Local tradition in both parishes holds that Nicholas Breakspear, later the only English pope, Adrian IV (1154), served as rector or curate at Tydd before Rome.

Read the full parish history at British History Online ↗

The medieval bearers of the name

SurnameDB, "Tidd" · medieval tax and court rolls

The surname has two candidate origins, both pointing to eastern England: the Anglo-Saxon personal name Tidda (from Old English tíd, "time, season," the root of the site's tid-man, keeper of a tithing), or the Tydd villages themselves.

The first recorded bearer is Thomas de Tid, 1273, in the Hundred Rolls of Cambridgeshire under Edward I. After him the trail runs through John de Tydd of Norfolk (27 Edward III, 1353) and Johannes Tydde in the Poll Tax of Yorkshire, 1379.

The full etymology at SurnameDB ↗

🗺 The long walk
Prologue · c. 1594 – 1637 · Hertfordshire, England

The tailor of Hertfordshire

John Tidd's English life, as far as the record truly reaches

Before the crossing, the founder is traceable to Hertfordshire: he married Margaret about 1621, their children were christened at Wheathampstead (Mary in 1622, Elizabeth in 1624, John in 1626, Samuel in 1628), and a tailor named "Tead" is recorded at Hertford about 1630, the same trade John carried to America. Beyond that the record honestly stops. In 1637 he sailed, with his presumed brother Joshua Tidd, a coastal trader, reaching Charlestown the same year.

What the record supports, and what it rejects

WikiTree profile Tidd-6, curated · Anderson's Great Migration project

Robert Charles Anderson's Great Migration project accepts a Hertfordshire origin on circumstantial evidence: the Wheathampstead christenings of Mary (1622), Elizabeth (1624), John (1626) and Samuel (1628), and "a tailor named 'Tead' in Hertford around 1630."

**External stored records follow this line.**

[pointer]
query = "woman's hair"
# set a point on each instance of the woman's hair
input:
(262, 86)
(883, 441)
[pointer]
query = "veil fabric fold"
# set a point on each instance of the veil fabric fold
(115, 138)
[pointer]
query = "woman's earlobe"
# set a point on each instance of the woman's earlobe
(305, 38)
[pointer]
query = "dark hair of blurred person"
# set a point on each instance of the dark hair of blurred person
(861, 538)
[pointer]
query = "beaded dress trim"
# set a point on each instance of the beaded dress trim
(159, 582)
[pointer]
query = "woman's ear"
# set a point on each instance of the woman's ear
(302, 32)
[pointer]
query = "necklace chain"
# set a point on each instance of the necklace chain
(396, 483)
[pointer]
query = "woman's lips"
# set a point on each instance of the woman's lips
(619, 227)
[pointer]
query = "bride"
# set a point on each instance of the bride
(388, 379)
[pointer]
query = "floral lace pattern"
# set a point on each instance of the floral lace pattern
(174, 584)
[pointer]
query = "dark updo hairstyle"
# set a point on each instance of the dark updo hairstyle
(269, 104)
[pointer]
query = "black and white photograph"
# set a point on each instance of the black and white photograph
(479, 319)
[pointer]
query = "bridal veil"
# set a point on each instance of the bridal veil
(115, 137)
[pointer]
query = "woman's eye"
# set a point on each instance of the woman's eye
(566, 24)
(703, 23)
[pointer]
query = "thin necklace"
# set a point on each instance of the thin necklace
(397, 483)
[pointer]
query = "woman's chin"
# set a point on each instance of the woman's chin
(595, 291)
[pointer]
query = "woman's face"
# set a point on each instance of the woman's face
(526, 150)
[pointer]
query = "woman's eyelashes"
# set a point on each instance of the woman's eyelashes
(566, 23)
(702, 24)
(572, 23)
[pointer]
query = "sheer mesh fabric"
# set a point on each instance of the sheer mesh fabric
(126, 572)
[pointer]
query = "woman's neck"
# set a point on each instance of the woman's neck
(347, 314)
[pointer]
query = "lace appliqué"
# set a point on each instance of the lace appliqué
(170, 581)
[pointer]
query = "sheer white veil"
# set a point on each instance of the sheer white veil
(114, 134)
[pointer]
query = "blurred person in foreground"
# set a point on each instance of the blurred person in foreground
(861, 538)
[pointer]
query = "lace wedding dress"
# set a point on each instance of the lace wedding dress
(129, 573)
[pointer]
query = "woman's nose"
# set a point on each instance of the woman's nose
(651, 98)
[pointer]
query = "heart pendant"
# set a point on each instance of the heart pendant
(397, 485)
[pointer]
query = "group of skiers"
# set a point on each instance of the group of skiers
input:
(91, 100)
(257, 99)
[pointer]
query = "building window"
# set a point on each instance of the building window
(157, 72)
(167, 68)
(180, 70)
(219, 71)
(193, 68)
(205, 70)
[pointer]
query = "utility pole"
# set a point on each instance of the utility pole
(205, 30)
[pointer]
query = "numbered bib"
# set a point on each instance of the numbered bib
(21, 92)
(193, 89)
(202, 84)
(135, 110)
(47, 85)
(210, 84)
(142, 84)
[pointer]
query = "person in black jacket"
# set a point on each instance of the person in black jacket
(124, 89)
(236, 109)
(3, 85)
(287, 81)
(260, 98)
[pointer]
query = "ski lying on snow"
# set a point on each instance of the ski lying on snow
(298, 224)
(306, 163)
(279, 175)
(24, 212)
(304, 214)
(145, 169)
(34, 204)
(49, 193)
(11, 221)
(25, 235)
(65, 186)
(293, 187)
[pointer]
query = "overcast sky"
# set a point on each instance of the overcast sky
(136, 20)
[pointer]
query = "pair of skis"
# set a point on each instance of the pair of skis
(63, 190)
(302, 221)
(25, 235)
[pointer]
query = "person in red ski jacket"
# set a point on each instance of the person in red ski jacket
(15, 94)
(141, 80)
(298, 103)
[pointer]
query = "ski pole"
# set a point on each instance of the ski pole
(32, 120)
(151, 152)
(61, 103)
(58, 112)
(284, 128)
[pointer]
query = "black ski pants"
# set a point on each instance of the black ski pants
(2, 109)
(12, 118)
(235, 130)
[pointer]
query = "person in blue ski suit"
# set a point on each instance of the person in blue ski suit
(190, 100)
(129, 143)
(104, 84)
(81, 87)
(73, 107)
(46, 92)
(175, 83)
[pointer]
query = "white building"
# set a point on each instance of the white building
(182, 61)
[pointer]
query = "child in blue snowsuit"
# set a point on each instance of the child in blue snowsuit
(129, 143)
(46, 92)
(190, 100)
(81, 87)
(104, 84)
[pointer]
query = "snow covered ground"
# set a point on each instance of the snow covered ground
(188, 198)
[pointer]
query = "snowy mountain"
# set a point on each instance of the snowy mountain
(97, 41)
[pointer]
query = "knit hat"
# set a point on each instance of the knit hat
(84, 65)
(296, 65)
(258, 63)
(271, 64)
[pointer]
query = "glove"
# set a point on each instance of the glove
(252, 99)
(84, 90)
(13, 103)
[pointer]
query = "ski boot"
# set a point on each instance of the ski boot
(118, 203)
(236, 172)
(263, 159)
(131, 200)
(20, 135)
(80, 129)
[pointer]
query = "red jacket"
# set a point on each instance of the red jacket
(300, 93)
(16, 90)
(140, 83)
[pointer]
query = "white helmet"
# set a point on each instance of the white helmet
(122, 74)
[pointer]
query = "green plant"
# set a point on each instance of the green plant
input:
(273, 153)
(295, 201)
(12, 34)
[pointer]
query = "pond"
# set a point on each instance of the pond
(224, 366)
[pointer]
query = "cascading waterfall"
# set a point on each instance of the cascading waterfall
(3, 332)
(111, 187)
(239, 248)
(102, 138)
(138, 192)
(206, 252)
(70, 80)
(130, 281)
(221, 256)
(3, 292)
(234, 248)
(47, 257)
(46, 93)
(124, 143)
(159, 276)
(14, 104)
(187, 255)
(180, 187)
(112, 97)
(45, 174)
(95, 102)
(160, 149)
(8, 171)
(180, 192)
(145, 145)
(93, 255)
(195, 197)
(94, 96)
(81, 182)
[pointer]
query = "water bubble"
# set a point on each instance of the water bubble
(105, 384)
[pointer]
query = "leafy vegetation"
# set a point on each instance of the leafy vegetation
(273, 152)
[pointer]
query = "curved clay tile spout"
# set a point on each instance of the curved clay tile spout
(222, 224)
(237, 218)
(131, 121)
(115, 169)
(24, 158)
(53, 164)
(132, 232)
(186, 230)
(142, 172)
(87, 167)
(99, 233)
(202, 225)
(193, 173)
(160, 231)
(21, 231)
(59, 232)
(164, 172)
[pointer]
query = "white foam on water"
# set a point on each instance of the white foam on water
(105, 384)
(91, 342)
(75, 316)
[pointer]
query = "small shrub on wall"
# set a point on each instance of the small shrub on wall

The long-repeated claim that his parents were John Tidd and Agnes/Anna Dane of Hertford was reviewed by WikiTree's collaborators and severed in 2021: "not supported by reliable sources." Margaret's maiden name, "Greenleaf" in old family papers, is likewise unconfirmed.

The curated profile at WikiTree ↗

🔍 Parents unknown

The older family theory

"A Tidd Line" typescript, p. 511 · photographed at the NEHGS, 2010

"John Tead & his brother Joshua Tead were in Charlestown, Mass. in 1637… It is thought that the two brothers came from the Parish of Tydd (settled in 1541) in Lincolnshire, England."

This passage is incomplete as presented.